Tuerie de Tumbler Ridge : Maya Gelaba, 12 ans, se réveille

Le Canada retient son souffle devant le miracle Maya. Grièvement blessée lors de la tuerie de Tumbler Ridge, la jeune fille de 12 ans montre des signes de rétablissement inespérés.
maya gelaba

Un « œil ouvert » qui change tout

C’est la nouvelle que tout le monde attendait, le petit rayon de soleil après la tempête. Alors que les médecins se montraient extrêmement pessimistes sur ses chances de survie après avoir reçu un projectile en pleine tête, Maya Gelaba a commencé à réagir samedi dernier.
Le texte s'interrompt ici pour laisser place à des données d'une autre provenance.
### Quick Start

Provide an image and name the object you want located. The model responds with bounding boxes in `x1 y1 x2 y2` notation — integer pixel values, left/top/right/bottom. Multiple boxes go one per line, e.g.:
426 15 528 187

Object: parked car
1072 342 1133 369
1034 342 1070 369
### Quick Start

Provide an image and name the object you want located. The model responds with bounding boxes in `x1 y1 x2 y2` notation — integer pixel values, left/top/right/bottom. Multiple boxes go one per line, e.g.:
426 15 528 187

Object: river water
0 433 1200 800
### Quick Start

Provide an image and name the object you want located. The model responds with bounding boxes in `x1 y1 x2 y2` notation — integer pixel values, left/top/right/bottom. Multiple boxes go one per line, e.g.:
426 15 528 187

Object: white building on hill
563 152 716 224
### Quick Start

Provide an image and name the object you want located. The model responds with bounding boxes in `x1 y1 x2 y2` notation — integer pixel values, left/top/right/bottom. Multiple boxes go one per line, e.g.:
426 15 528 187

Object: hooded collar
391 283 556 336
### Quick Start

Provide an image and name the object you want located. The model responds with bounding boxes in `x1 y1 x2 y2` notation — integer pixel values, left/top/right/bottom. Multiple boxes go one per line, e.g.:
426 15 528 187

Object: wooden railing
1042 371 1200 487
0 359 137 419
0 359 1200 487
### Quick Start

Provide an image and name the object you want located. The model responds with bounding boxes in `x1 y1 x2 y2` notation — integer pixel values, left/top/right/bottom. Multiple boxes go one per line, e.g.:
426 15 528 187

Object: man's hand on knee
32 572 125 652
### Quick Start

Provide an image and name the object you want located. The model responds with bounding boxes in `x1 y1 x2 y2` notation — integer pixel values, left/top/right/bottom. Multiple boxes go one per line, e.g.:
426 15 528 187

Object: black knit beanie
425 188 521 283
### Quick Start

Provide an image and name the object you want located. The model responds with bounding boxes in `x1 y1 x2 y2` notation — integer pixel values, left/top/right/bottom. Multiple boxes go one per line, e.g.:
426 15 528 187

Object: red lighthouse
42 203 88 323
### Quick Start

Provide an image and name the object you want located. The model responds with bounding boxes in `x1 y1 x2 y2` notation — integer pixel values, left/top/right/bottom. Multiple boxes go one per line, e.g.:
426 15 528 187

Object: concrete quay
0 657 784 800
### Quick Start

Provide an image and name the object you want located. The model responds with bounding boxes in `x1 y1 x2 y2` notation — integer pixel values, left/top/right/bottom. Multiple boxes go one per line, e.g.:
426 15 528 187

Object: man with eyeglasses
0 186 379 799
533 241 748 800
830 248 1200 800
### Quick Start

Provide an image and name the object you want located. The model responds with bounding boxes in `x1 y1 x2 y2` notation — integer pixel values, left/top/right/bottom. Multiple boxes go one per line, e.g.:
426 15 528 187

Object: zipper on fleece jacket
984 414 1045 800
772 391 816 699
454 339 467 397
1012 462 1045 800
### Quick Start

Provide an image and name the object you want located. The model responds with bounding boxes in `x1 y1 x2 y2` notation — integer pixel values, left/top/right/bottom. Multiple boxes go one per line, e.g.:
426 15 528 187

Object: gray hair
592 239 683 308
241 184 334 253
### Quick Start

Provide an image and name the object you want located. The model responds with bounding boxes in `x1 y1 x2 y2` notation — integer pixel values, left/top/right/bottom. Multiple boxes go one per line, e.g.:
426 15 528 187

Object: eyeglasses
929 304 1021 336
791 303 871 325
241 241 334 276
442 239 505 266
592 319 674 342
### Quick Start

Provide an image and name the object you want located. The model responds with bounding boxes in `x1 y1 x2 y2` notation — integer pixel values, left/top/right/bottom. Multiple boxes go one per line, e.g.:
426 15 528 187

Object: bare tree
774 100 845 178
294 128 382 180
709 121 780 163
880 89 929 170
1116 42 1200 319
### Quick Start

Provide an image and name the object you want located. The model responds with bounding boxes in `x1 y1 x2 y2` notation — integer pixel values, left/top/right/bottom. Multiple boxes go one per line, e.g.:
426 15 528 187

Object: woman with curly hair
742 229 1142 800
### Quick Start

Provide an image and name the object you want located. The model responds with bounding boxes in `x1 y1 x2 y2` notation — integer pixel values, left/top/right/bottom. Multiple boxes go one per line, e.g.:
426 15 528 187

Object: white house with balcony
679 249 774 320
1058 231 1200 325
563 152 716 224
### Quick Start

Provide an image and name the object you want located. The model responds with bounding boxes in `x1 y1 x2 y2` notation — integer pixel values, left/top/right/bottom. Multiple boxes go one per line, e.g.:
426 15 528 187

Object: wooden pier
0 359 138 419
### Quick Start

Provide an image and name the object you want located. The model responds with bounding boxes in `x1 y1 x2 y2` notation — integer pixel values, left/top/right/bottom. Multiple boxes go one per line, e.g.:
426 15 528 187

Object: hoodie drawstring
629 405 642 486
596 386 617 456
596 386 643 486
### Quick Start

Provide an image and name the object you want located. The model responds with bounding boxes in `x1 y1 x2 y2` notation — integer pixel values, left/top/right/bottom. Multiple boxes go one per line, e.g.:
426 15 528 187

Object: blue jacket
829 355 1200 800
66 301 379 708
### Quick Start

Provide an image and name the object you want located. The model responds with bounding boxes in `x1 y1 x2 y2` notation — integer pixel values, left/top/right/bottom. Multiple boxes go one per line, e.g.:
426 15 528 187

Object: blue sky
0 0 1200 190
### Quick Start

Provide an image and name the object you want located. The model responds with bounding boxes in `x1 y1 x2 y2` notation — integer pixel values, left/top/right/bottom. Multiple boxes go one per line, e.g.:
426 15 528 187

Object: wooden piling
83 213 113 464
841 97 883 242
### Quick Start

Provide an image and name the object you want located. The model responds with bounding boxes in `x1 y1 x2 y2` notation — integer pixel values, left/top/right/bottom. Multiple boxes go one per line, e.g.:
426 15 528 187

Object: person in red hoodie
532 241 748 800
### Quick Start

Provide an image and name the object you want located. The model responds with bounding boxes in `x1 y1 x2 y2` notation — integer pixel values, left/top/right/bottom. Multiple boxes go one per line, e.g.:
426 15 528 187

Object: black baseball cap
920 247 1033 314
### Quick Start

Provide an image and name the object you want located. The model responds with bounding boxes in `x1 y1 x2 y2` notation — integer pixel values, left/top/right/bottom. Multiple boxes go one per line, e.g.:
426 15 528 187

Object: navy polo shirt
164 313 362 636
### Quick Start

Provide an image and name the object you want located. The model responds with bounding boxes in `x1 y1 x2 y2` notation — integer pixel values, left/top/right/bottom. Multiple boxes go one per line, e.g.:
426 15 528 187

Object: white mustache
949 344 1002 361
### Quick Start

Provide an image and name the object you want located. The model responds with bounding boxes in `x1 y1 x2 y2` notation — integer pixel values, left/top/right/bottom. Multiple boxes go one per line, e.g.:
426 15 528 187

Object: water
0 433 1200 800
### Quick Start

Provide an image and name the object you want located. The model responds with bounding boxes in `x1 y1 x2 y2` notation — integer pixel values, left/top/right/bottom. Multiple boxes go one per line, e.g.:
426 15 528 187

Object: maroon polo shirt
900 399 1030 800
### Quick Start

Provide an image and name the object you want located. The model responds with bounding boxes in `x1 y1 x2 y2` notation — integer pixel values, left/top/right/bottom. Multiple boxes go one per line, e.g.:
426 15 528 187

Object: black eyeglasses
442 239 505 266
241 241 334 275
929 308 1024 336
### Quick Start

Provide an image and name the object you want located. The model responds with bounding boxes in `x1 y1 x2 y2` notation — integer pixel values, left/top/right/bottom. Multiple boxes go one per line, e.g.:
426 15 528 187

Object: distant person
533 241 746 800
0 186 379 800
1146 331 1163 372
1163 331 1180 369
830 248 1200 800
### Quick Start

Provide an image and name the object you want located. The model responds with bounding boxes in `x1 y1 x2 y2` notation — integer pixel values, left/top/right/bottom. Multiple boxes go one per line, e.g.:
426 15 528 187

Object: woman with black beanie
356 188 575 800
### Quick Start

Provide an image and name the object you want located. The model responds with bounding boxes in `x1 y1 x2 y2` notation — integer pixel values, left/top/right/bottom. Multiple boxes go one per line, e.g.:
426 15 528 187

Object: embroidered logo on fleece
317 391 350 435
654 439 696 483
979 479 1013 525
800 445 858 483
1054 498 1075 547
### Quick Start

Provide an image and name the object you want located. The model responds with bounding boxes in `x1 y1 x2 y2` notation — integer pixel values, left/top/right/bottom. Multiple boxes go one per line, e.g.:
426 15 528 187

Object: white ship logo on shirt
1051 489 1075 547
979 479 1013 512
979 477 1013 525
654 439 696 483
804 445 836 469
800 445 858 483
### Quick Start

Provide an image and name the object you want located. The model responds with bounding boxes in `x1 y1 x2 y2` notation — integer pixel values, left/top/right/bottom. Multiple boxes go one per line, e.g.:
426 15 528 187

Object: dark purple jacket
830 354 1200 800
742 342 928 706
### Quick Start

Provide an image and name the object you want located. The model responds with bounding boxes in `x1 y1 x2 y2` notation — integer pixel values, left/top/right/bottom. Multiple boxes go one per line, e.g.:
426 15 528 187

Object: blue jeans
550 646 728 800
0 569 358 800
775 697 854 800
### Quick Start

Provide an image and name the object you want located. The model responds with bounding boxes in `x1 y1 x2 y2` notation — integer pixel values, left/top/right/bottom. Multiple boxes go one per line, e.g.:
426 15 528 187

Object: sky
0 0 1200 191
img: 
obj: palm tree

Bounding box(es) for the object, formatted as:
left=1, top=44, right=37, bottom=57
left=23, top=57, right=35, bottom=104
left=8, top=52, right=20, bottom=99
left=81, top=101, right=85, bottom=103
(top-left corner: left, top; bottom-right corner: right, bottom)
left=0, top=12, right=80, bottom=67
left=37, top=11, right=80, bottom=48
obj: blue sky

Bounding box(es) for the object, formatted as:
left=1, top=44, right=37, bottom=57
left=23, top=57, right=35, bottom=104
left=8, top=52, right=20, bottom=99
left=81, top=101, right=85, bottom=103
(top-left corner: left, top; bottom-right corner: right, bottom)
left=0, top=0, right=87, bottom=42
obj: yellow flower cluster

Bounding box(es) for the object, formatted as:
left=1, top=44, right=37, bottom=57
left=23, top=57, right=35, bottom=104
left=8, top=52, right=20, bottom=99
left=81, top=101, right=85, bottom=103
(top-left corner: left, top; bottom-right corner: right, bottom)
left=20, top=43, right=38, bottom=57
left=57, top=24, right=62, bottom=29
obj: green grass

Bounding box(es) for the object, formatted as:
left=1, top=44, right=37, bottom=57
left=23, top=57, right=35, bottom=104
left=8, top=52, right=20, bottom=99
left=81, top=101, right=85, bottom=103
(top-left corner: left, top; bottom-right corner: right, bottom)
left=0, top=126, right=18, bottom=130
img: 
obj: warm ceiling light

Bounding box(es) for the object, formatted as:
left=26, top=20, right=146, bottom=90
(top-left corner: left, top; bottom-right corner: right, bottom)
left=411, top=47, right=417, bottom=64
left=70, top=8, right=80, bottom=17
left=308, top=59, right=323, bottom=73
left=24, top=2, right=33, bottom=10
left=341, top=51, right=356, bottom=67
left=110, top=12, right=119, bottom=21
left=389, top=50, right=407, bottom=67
Selon les publications de sa famille sur GoFundMe et les réseaux sociaux, l’adolescente a franchi une étape cruciale dans son combat.

« Maya a ouvert l’œil droit et elle réagit. Elle bouge sa main et sa jambe du côté droit », a écrit sa tante avec émotion.

À l’hôpital pour enfants de Vancouver, l’ambiance a changé. On ne parle plus seulement de survie, mais de progrès concrets. On vous résume ce qui se passe pour elle en ce moment :

  • Respiration autonome : Les infirmières ont pu régler son respirateur sur « assistance », car Maya respire désormais par elle-même.
  • Réactivité physique : Elle commence à bouger chaque jour un peu plus, passant d’une immobilité totale à des mouvements volontaires.
  • Soutien massif : Plus de 450 000 dollars ont été récoltés pour aider sa famille dans cette épreuve.

Le courage face à la barbarie

jesse van rootselaar

Pour comprendre l’ampleur du miracle, il faut revenir une dizaine de jours en arrière au 10 février. Jesse Van Rootselaar, une jeune femme de 18 ans, a ouvert le feu dans l’école secondaire de Tumbler Ridge après avoir tué sa mère et son demi-frère. Maya, n’écoutant que son courage, a tenté de verrouiller la porte de la bibliothèque pour protéger ses camarades avant d’être prise pour cible.

Le bilan de cette tragédie est lourd : six morts au sein de l’établissement, dont une enseignante et cinq élèves de 12 et 13 ans. Le tireur s’est ensuite donné la mort. Dans ce paysage de désolation, l’histoire de Maya devient le symbole d’une communauté qui refuse de s’effondrer.

Un combat qui n’est pas terminé

Malgré ces victoires quotidiennes, le chemin vers la guérison reste immense. Sa mère, Cia Edmonds, partageait récemment son émotion en voyant sa deuxième fille, Dahlia, tenir la main de sa grande sœur sur son lit d’hôpital. Dahlia, présente lors de la fusillade, vit elle aussi un traumatisme profond, restée sans nouvelles de Maya pendant de longues minutes de confinement.

« Tu es passée d’un état où tu ne pouvais pas bouger du tout à un état où tu bouges chaque jour davantage », confie son père, David Gebala, admiratif du courage de sa fille.